Fintechs have been resilient in the face of Covid-19 but will face more funding challenges in the next six to 12 months, a new report has found.
The ‘State of European FinTech 2020’ report, published by venture capital firm Finch Capital, said that European fintechs have been resilient during the lockdown period.
The report said during the lockdown the fintech sector took the chance to revaluate cost inefficiencies and benefited from government support programmes, reduced sales and increased customer support.

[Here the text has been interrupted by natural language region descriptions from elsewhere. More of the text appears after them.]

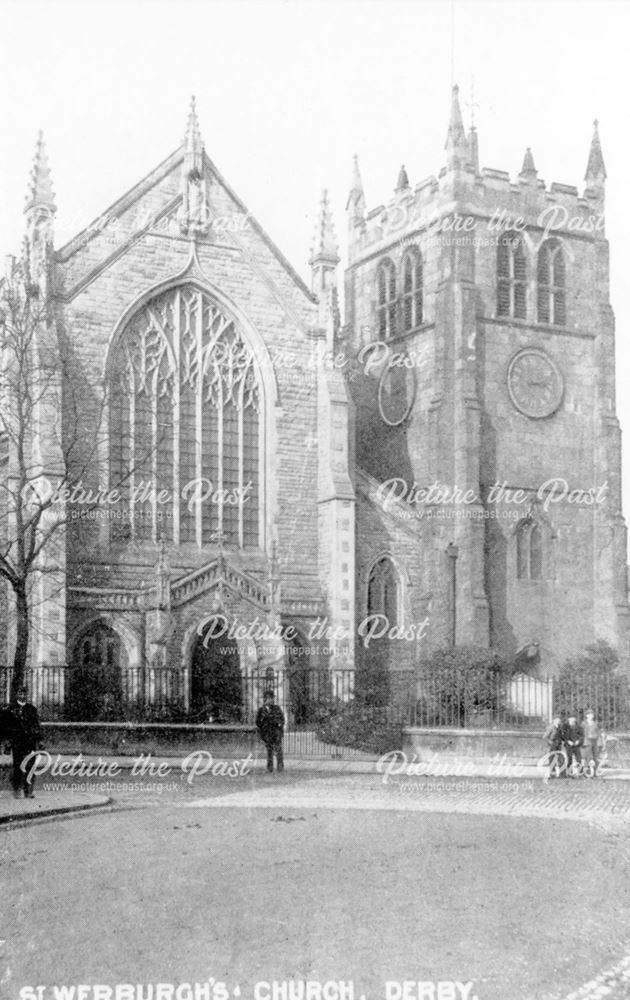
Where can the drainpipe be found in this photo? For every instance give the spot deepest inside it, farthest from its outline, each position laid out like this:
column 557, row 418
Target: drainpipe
column 452, row 552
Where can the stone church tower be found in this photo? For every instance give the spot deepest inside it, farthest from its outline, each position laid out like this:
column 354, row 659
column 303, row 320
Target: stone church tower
column 488, row 452
column 255, row 487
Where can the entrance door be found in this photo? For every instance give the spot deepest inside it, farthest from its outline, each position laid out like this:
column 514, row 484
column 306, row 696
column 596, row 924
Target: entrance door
column 308, row 689
column 95, row 689
column 216, row 690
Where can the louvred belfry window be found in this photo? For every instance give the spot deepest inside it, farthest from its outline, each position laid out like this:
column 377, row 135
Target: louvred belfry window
column 551, row 274
column 185, row 425
column 387, row 303
column 511, row 277
column 412, row 289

And the lockdown had a positive effect on payments, as an e-commerce boost made up for declines in travel, the report added.
It forecasted the next six to 12 months to be more challenging for the sector when funding by new investors is required, as most existing investors will have run out of steam.
“Government interference provided short-term economic stability, but the actual effects of the crisis have been pushed towards the first half of 2021,” the report said.
The report said that proptech firms operating in the commercial real estate sector have been hit hard and may never be the same again.
“Now more than ever they will need to digitise their entire value chain (not just documents) to survive,” the report said.
“Harnessing as much yield from property remains valuable but 2020 has been a subdued start.”
The report predicted this will be the year that tailwinds in AI and open banking will drive mass adoption across the ecosystem.
It also expects to see massive consolidation of the number of fintechs with revenues below €5m (£4.6m).